No Conversas Inúteis sobre o que Ninguém Pediu desta sexta-feira (29), pai e filho analisaram a saturação digital em meio ao avanço da inteligência artificia

Mário e Marcelo Kertész discutem cansaço provocado pelo excesso de tecnologia e retorno do analógico

Foto: Reprodução/Youtube

Por: Metro1 no dia 29 de maio de 2026 às 13:00

A aceleração das transformações tecnológicas e o possível cansaço provocado pelo excesso de novidades digitais foram temas discutidos por Mário Kertész e Marcelo Kertész durante o Conversas Inúteis sobre o que Ninguém Pediu, exibido nesta sexta-feira (29). Ao longo da conversa, pai e filho refletiram sobre a busca constante por inovação, o avanço da inteligência artificial e a retomada de objetos e hábitos considerados ultrapassados, como discos de vinil, DVDs e fitas VHS.

“Você sabe que ontem, por acaso, tinha uma matéria aqui no noticiário local dizendo que DVD e VHS, aluguel de DVD e VHS, fita VHS, estão voltando, que as pessoas estão buscando isso de novo. Eu acho, de verdade, que com essa aceleração da tecnologia e principalmente agora com a inteligência artificial, vai ter um pouco desse movimento de rebote, as pessoas enchem o saco de muita tecnologia, do excesso de tecnologia”, afirmou Marcelo Kertész.

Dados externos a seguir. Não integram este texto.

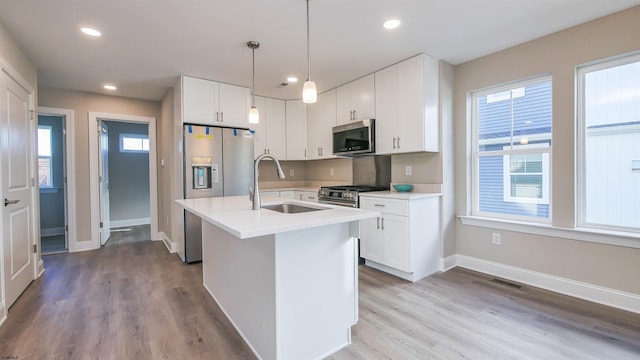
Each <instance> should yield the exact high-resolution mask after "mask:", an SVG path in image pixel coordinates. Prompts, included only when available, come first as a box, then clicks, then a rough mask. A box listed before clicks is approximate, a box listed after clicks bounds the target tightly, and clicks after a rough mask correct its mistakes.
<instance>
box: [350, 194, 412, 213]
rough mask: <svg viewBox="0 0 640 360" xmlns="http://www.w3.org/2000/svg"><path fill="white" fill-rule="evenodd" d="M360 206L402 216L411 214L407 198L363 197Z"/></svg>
mask: <svg viewBox="0 0 640 360" xmlns="http://www.w3.org/2000/svg"><path fill="white" fill-rule="evenodd" d="M360 208H362V209H368V210H377V211H380V212H382V213H385V214H393V215H401V216H408V214H409V202H408V201H407V200H397V199H382V198H370V197H361V198H360Z"/></svg>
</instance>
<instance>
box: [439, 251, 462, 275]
mask: <svg viewBox="0 0 640 360" xmlns="http://www.w3.org/2000/svg"><path fill="white" fill-rule="evenodd" d="M457 264H458V255H456V254H453V255H449V256H447V257H446V258H441V259H440V269H439V270H440V271H442V272H445V271H449V270H451V269H453V268H454V267H456V265H457Z"/></svg>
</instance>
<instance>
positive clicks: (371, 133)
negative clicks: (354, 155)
mask: <svg viewBox="0 0 640 360" xmlns="http://www.w3.org/2000/svg"><path fill="white" fill-rule="evenodd" d="M375 138H376V133H375V120H374V119H365V120H361V121H356V122H352V123H349V124H345V125H340V126H335V127H334V128H333V154H334V155H353V154H364V153H374V152H375V151H376V148H375V144H374V142H375Z"/></svg>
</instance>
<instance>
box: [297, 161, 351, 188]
mask: <svg viewBox="0 0 640 360" xmlns="http://www.w3.org/2000/svg"><path fill="white" fill-rule="evenodd" d="M306 180H309V181H332V182H338V183H341V184H345V185H347V184H351V182H352V181H353V174H352V167H351V159H350V158H339V159H326V160H312V161H308V162H307V178H306Z"/></svg>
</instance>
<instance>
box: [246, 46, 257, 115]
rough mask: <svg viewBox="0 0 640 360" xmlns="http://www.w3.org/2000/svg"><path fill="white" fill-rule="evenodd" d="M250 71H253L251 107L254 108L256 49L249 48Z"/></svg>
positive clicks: (251, 88)
mask: <svg viewBox="0 0 640 360" xmlns="http://www.w3.org/2000/svg"><path fill="white" fill-rule="evenodd" d="M251 69H253V75H252V79H253V80H252V81H251V94H252V95H251V106H254V107H255V106H256V49H255V47H252V48H251ZM245 106H247V105H245Z"/></svg>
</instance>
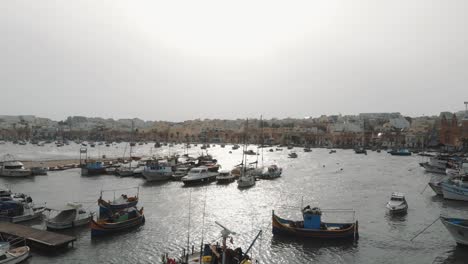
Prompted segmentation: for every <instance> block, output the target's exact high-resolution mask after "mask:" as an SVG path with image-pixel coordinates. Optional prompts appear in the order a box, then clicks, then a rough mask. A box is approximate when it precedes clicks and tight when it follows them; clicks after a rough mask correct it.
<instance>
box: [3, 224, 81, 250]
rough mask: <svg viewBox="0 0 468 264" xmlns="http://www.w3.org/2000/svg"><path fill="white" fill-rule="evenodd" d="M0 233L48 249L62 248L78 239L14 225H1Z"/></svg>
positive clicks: (4, 224)
mask: <svg viewBox="0 0 468 264" xmlns="http://www.w3.org/2000/svg"><path fill="white" fill-rule="evenodd" d="M0 233H4V234H8V235H13V236H17V237H22V238H24V239H26V240H30V241H33V242H36V243H39V244H42V245H45V246H48V247H60V246H63V245H68V243H70V242H73V241H76V237H72V236H67V235H63V234H58V233H54V232H50V231H45V230H39V229H36V228H33V227H29V226H24V225H18V224H12V223H0Z"/></svg>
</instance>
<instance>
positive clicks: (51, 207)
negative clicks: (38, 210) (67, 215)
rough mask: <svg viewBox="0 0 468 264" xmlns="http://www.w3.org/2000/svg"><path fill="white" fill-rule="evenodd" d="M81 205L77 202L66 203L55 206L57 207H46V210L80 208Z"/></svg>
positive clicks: (62, 209) (80, 207)
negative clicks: (61, 205) (46, 208)
mask: <svg viewBox="0 0 468 264" xmlns="http://www.w3.org/2000/svg"><path fill="white" fill-rule="evenodd" d="M82 207H83V205H81V204H78V203H67V204H65V205H63V206H57V207H47V210H50V211H69V210H77V209H80V208H82Z"/></svg>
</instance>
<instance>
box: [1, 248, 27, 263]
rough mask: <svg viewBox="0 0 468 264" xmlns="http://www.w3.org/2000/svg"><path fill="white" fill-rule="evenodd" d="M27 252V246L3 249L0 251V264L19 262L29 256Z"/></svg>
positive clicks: (20, 262) (26, 258) (19, 262)
mask: <svg viewBox="0 0 468 264" xmlns="http://www.w3.org/2000/svg"><path fill="white" fill-rule="evenodd" d="M29 252H30V249H29V247H28V246H24V247H17V248H13V249H10V248H9V247H8V249H3V250H2V251H0V264H16V263H21V262H23V261H24V260H26V259H27V258H28V257H29Z"/></svg>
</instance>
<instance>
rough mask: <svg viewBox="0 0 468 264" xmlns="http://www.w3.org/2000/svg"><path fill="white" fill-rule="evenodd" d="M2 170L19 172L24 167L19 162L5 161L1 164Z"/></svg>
mask: <svg viewBox="0 0 468 264" xmlns="http://www.w3.org/2000/svg"><path fill="white" fill-rule="evenodd" d="M3 168H4V169H6V170H21V169H24V165H23V163H21V162H20V161H6V162H4V163H3Z"/></svg>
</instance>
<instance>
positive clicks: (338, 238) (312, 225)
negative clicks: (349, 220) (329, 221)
mask: <svg viewBox="0 0 468 264" xmlns="http://www.w3.org/2000/svg"><path fill="white" fill-rule="evenodd" d="M334 211H335V210H334ZM302 215H303V217H304V220H303V221H293V220H287V219H283V218H281V217H279V216H277V215H276V214H275V211H273V212H272V228H273V235H283V236H290V237H298V238H307V239H334V240H339V239H342V240H345V239H354V240H356V239H358V238H359V232H358V221H354V222H350V223H327V222H322V218H321V217H322V210H320V209H319V208H317V207H315V208H310V206H306V207H305V208H304V209H302Z"/></svg>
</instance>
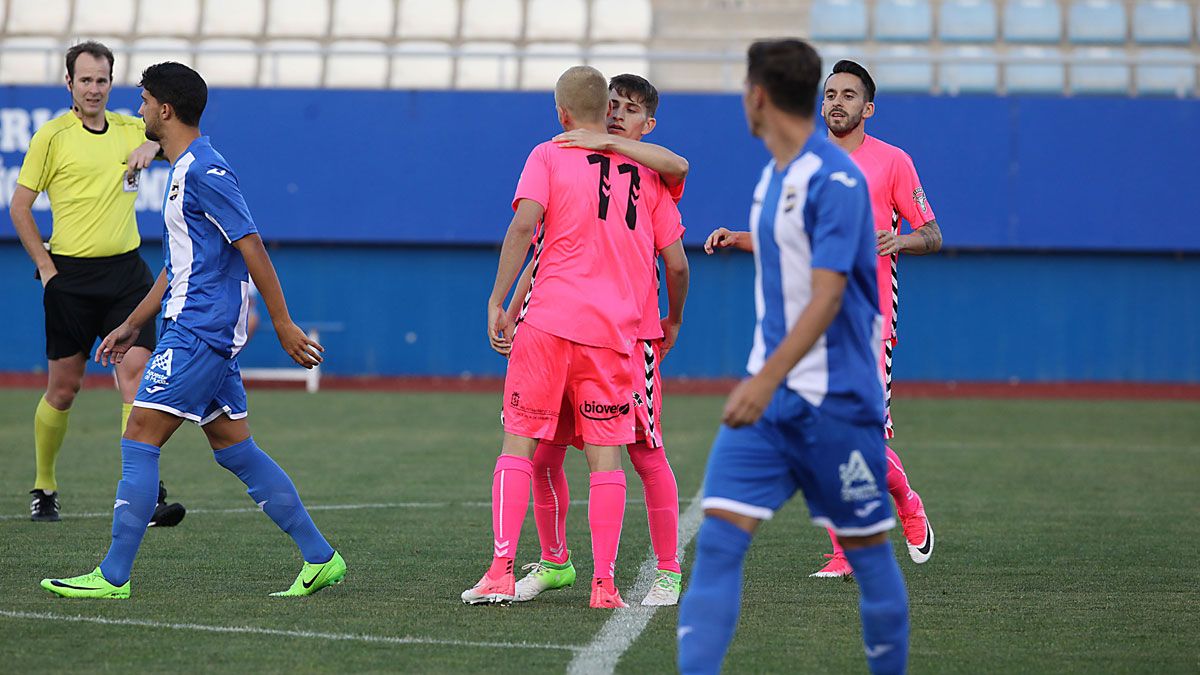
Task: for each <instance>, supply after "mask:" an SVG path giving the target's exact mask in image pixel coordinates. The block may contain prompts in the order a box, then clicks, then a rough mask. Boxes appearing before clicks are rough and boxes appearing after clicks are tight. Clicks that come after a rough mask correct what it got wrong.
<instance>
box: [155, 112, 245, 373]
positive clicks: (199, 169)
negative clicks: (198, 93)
mask: <svg viewBox="0 0 1200 675" xmlns="http://www.w3.org/2000/svg"><path fill="white" fill-rule="evenodd" d="M162 217H163V221H164V225H166V229H167V232H166V235H164V237H163V239H162V247H163V256H164V257H166V267H167V293H166V294H164V295H163V299H162V317H163V318H164V319H172V321H174V322H176V323H179V324H180V325H182V327H185V328H187V329H188V330H191V331H192V333H194V334H196V335H197V336H198V337H199V339H200V340H203V341H204V342H205V344H206V345H209V346H210V347H212V348H214V350H216V351H217V352H218V353H222V354H224V356H226V357H230V358H232V357H234V356H236V354H238V352H239V351H241V347H242V346H244V345H245V344H246V322H247V315H248V311H250V303H248V300H247V293H248V289H250V275H248V273H247V271H246V262H245V261H244V259H242V257H241V252H239V251H238V249H235V247H234V246H233V243H234V241H236V240H238V239H241V238H242V237H246V235H248V234H253V233H256V232H258V229H257V228H256V227H254V220H253V219H252V217H251V215H250V209H248V208H247V207H246V201H245V199H242V197H241V189H240V187H239V186H238V177H236V175H234V173H233V169H232V168H229V163H228V162H226V160H224V157H222V156H221V154H220V153H217V151H216V150H214V149H212V145H211V144H210V143H209V137H208V136H202V137H199V138H197V139H196V141H193V142H192V144H191V145H188V147H187V150H186V151H184V154H182V155H180V156H179V159H178V160H175V163H174V165H173V166H172V167H170V187H169V190H168V191H167V195H166V197H164V198H163V202H162Z"/></svg>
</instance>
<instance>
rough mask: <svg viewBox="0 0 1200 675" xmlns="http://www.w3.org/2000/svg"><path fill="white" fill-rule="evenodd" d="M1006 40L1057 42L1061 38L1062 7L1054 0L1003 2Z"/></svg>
mask: <svg viewBox="0 0 1200 675" xmlns="http://www.w3.org/2000/svg"><path fill="white" fill-rule="evenodd" d="M1004 40H1006V41H1007V42H1058V41H1061V40H1062V8H1061V7H1060V6H1058V2H1056V1H1055V0H1008V1H1007V2H1004Z"/></svg>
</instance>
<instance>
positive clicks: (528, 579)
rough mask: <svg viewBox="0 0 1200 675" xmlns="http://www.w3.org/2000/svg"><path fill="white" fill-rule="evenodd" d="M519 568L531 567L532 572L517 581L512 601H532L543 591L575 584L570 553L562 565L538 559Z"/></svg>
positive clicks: (546, 590) (521, 601) (525, 568)
mask: <svg viewBox="0 0 1200 675" xmlns="http://www.w3.org/2000/svg"><path fill="white" fill-rule="evenodd" d="M521 569H532V571H533V572H530V573H529V574H526V575H524V578H522V579H521V580H520V581H517V586H516V597H515V598H514V601H515V602H518V603H520V602H526V601H532V599H534V598H535V597H538V596H539V595H541V593H542V592H544V591H553V590H554V589H566V587H569V586H570V585H571V584H575V566H574V565H571V558H570V554H568V558H566V562H564V563H563V565H556V563H553V562H547V561H545V560H539V561H538V562H530V563H529V565H527V566H524V567H522V568H521Z"/></svg>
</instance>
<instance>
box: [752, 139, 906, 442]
mask: <svg viewBox="0 0 1200 675" xmlns="http://www.w3.org/2000/svg"><path fill="white" fill-rule="evenodd" d="M750 231H751V235H752V237H754V250H755V268H756V280H755V309H756V311H757V317H758V321H757V325H756V327H755V334H754V347H752V348H751V351H750V359H749V363H748V365H746V370H749V371H750V374H751V375H755V374H757V372H758V371H760V370H761V369H762V366H763V363H764V362H766V360H767V358H769V357H770V354H772V353H773V352H774V351H775V348H778V347H779V344H780V342H781V341H782V340H784V337H785V336H786V335H787V333H788V331H790V330H791V329H792V327H793V325H794V324H796V319H797V318H798V317H799V316H800V312H802V311H804V307H805V306H808V304H809V301H810V300H811V299H812V269H814V268H820V269H828V270H833V271H838V273H841V274H845V275H846V292H845V297H844V298H842V303H841V309H840V310H838V315H836V316H835V317H834V319H833V323H832V324H829V328H828V329H826V331H824V334H823V335H821V336H820V337H818V339H817V341H816V344H815V345H814V346H812V350H810V351H809V353H806V354H805V356H804V358H802V359H800V362H799V363H797V364H796V366H794V368H792V370H791V371H790V372H788V374H787V377H786V380H785V382H784V386H785V387H786V388H788V389H791V390H792V392H796V393H797V394H799V395H800V396H802V398H803V399H804V400H805V401H808V402H809V404H810V405H812V406H815V407H817V408H818V410H821V411H824V412H828V413H829V414H832V416H834V417H839V418H841V419H846V420H848V422H854V423H871V424H880V425H882V424H883V384H882V378H881V375H880V368H878V350H880V340H882V327H883V319H882V317H881V316H880V311H878V306H877V303H878V292H877V289H876V288H877V287H876V280H875V264H876V262H875V225H874V222H872V221H871V202H870V196H869V195H868V191H866V179H865V178H863V173H862V172H860V171H859V169H858V167H856V166H854V162H853V161H851V159H850V156H848V155H846V154H845V153H844V151H842V150H841V149H840V148H838V147H836V145H834V144H833V143H830V142H829V141H828V139H827V138H826V137H824V136H823V135H821V133H814V135H812V136H811V137H810V138H809V141H808V143H805V144H804V148H803V149H802V150H800V153H799V155H798V156H797V157H796V159H794V160H792V162H791V163H790V165H787V166H786V167H782V169H780V171H776V167H775V162H774V161H772V162H770V163H769V165H767V167H766V168H764V169H763V172H762V179H761V180H760V181H758V186H757V187H756V189H755V196H754V207H752V209H751V211H750Z"/></svg>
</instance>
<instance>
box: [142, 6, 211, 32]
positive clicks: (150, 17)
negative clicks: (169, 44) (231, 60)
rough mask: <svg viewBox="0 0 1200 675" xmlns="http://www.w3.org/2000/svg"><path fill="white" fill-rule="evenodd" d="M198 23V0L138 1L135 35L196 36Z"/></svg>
mask: <svg viewBox="0 0 1200 675" xmlns="http://www.w3.org/2000/svg"><path fill="white" fill-rule="evenodd" d="M199 23H200V0H170V2H163V1H162V0H140V2H139V4H138V23H137V28H136V29H134V31H136V32H137V35H181V36H190V35H196V26H197V25H198V24H199Z"/></svg>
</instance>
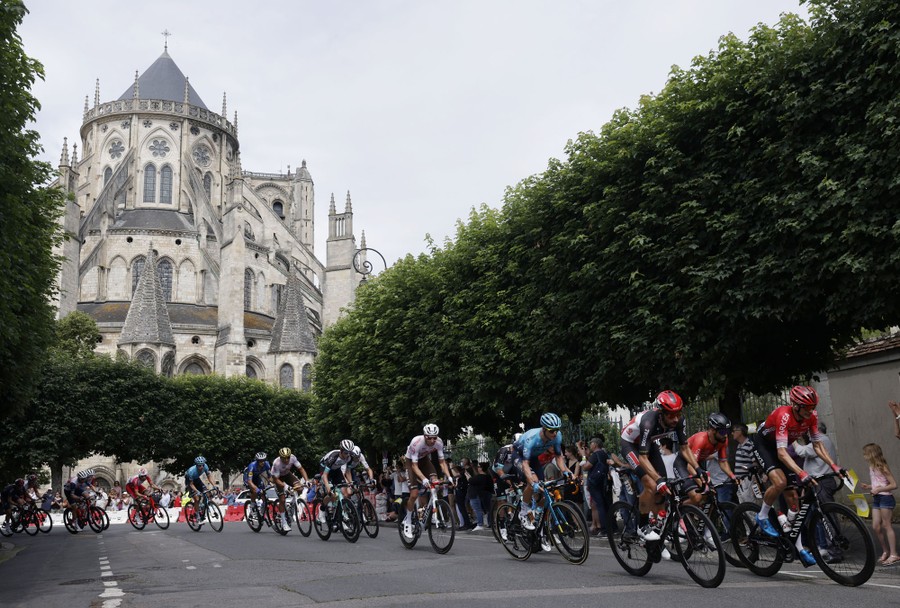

Durante a conversa, MK relembrou o interesse antigo pela busca de novidades tecnológicas, citando a procura por leitores eletrônicos de livros ainda antes da popularização do Kindle. “Rapaz, eu andava Miami toda com vocês procurando um, que hoje é o Kindle. Era da Sony, era um leitor eletrônico de livros. E depois, ele só botava livro nos Estados Unidos. Então, às vezes, eu não ia, mas ia alguém conhecido. Eu chegava lá e descarregava. Então, o próprio Kindle começou assim”, contou MK, ao relacionar a curiosidade por inovação ao atual cenário de excesso tecnológico.

Ao comentar o retorno de tecnologias consideradas antigas, MK também citou a volta do disco de vinil como exemplo desse movimento de retomada do analógico diante da saturação digital. “Não voltou o disco de vinil, rapaz? As pessoas acham que tem uma sonoridade melhor. Eu, como sou surdo, meu filho, qualquer sonoridade pra mim passa, ainda acho bom que eu consigo ouvir”, concluiu.